Kur’an’da Sahih Bilgi Anlayışı

M.Furkan Aslan

 

بِسْــــــــــــــــــــــمِ اﷲِارَّحْمَنِ ارَّحِيم

‘’Hakkında kesin bilgi sahibi olmadığın şeyin peşine düşme; çünkü kulak, göz ve kalp hepsi ondan sorumludur…’’(İsra, 36)

 

İlahi vahiy, nüzul olunduğu sıralarda dönemin toplumunda sahih bilgi, rastlanamayacak düzeyde düşüktü. Hurafeler, batıl itikatlar/inançlar ve mitolojik tabular birey ve toplum üzerinde hakim idi. Buna ek olarak bir de ‘’ataların/öncekilerin öğretileri…’’ diye aktarılan sapkın totemler ciddi şekilde gündemdeydi.

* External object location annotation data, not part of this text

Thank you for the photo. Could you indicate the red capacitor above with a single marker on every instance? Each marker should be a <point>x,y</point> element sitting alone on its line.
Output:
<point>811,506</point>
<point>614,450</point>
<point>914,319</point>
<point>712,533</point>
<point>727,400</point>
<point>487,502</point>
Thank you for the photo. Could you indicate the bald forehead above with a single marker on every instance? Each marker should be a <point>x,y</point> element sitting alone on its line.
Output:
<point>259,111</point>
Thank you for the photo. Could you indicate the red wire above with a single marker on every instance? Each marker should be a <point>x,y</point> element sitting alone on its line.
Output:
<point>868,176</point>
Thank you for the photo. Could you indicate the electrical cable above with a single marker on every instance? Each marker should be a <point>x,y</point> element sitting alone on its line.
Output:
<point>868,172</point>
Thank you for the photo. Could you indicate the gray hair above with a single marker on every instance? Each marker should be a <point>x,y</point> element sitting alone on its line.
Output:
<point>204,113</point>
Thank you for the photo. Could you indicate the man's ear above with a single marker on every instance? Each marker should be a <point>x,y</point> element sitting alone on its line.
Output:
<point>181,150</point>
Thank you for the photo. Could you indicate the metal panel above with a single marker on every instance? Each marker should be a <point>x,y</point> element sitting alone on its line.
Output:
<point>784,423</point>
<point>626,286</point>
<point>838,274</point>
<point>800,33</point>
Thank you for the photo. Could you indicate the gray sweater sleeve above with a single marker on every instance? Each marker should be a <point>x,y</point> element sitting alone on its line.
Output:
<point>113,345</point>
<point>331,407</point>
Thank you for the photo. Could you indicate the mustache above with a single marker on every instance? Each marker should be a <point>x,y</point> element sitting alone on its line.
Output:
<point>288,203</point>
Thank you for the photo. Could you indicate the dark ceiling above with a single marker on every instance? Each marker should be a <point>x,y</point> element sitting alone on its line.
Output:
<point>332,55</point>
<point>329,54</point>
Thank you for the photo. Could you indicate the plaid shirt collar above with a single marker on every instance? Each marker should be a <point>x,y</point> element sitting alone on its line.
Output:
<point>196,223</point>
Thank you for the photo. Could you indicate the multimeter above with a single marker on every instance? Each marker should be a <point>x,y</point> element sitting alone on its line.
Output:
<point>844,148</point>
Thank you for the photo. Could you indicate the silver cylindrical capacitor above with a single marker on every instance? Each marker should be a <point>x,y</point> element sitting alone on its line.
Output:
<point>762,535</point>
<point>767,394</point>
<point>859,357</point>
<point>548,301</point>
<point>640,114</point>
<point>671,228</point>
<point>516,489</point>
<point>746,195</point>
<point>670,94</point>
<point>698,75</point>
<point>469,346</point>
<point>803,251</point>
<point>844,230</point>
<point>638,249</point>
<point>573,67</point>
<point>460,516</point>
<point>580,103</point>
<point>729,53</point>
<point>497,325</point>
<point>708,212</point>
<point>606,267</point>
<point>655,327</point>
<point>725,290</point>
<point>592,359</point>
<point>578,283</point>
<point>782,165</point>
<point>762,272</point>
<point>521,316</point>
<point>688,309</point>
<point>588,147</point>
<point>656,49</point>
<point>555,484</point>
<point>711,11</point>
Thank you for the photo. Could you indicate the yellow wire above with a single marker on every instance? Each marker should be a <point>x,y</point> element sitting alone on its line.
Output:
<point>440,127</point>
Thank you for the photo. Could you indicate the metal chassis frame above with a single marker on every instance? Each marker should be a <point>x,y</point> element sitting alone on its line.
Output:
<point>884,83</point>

Kur’an’ı Kerim ise bu görüşler karşısında müstakim bilgi düzeyinin ölçüsünü temellendiriyordu. Dikkatlerin yalnızca sahih bilgi etrafında toplanması gerektiğini vurguluyordu. Zan/sanı/şek/şüphe gibi hakikaten yana hiçbir şey ifade etmeyen yığınlardan yüz çevrilmesi gerektiğini buyuruyordu.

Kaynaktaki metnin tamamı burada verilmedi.